Remerciements à la famille Caillard pour ses autorisations et contacts très chaleureux.

Jean Caillard

Retour d'un vol d'essai sur Transall

Crédit photo : Famille Caillard

Jean Caillard nous a quittés au mois de mars 2019.

 

Né le 13 avril 1923, Jean Caillard intègre l'École Centrale de Paris en 1947, en 1948 il est embauché à la SNCASO puis devient Ingénieur navigant au sein du CEV de Brétigny-sur-Orge.

C'est là, entre autres, qu'il participera aux campagnes d'essais des prototypes de René Leduc équipés de moteur statoréacteur.

 

En 1957, à l'Aérospatiale, il deviendra pilote d'essai, à une époque où presque tout ce qui volait passait entre les mains des pilotes d'essai.

 

De 1982 à 1991, il travaillera pour le compte de Reims Aviation.

Son passé dans la Résistance et sa soif de liberté vont de pair avec sa grande modestie sur tout son actif et sa discrétion naturelle.

 

Jean Caillard

Retour d'un vol d'essai sur Vautour / Crédit photo : Famille Caillard

 

J'ai eu l'occasion de constater sur quelques sujets historiques qu'il corrigeait systématiquement les imprécisions ou erreurs de journalistes ayant mal vérifié leurs sources.

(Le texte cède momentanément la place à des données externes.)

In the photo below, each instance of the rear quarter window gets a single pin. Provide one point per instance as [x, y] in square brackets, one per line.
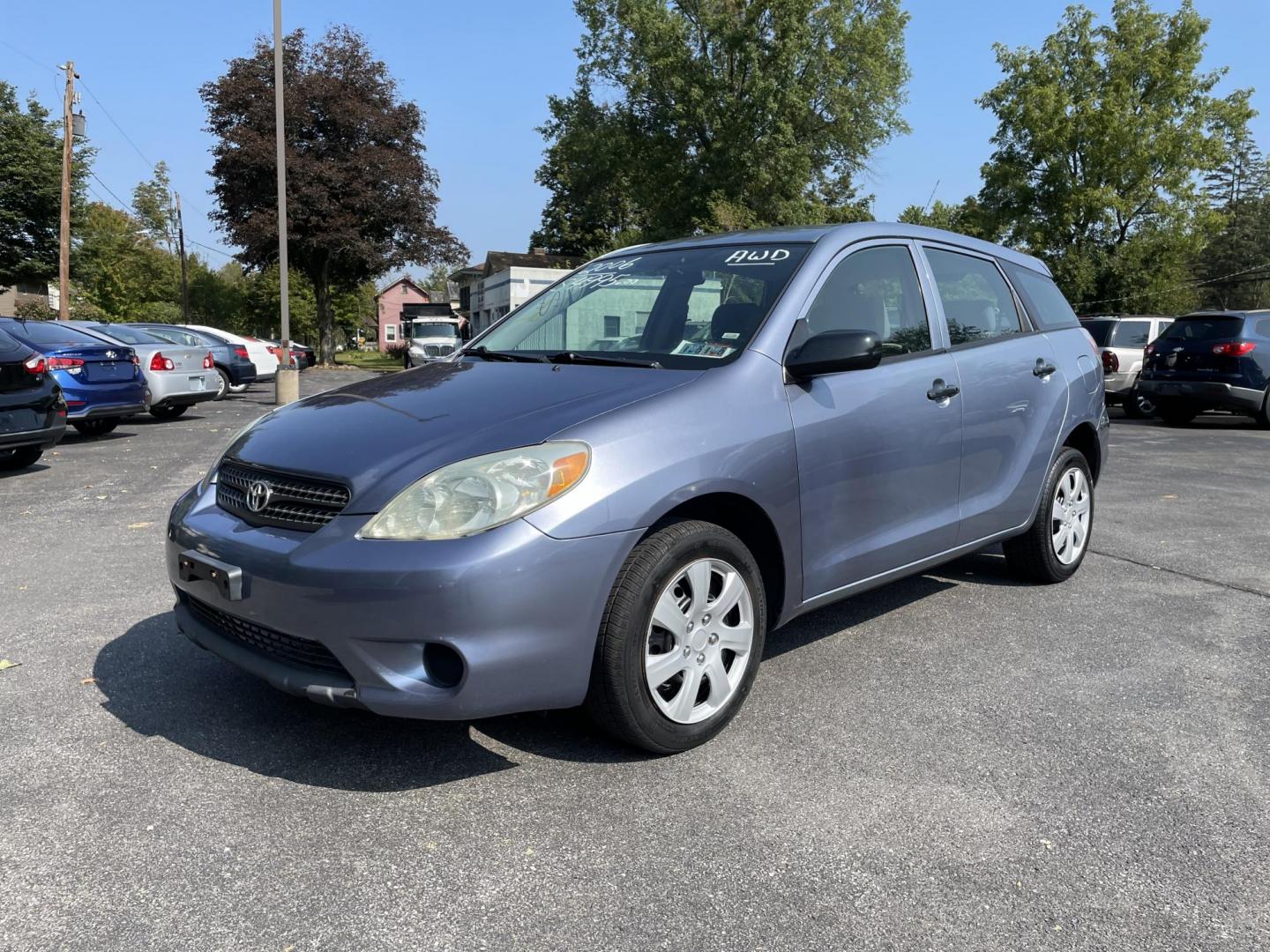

Le nom de Jean Caillard est bien souvent associé aux études sur les avions « absorbeurs de rafales » (Hirsch H-100, Gardan GH-80 ou TBH-20 Colibri).

 

Ci-dessous une photo personnelle du Hirsch H-100, prototype remis au Musée de l'Air par la voie des airs avec René Hirsch présent à bord également, dispositifs absorbeurs de rafales opérationnels.

 

Jean Caillard

 

Nous lui devons aussi les essais du biréacteur SN-600 Corvette, les essais du C-160 Transall, ou encore les premiers vols du biplace MC-100 conçu par Michel Colomban, pour ne citer que ces quelques aéronefs sur la très longue liste de ceux qui seront passés entre ses mains.

 

Il fut membre de la prestigieuse Académie de l'Air et de l'Espace, créée par André Turcat.

 

Jean Caillard

SN-600 Corvette

 

Jean Caillard

Pli commémoratif

 

Lorsque j'ai contacté Jean Caillard la toute première fois, après avoir étudié de près son CV, je dois vous avouer que j'étais plutôt intimidé car très admiratif sur la totalité de son parcours.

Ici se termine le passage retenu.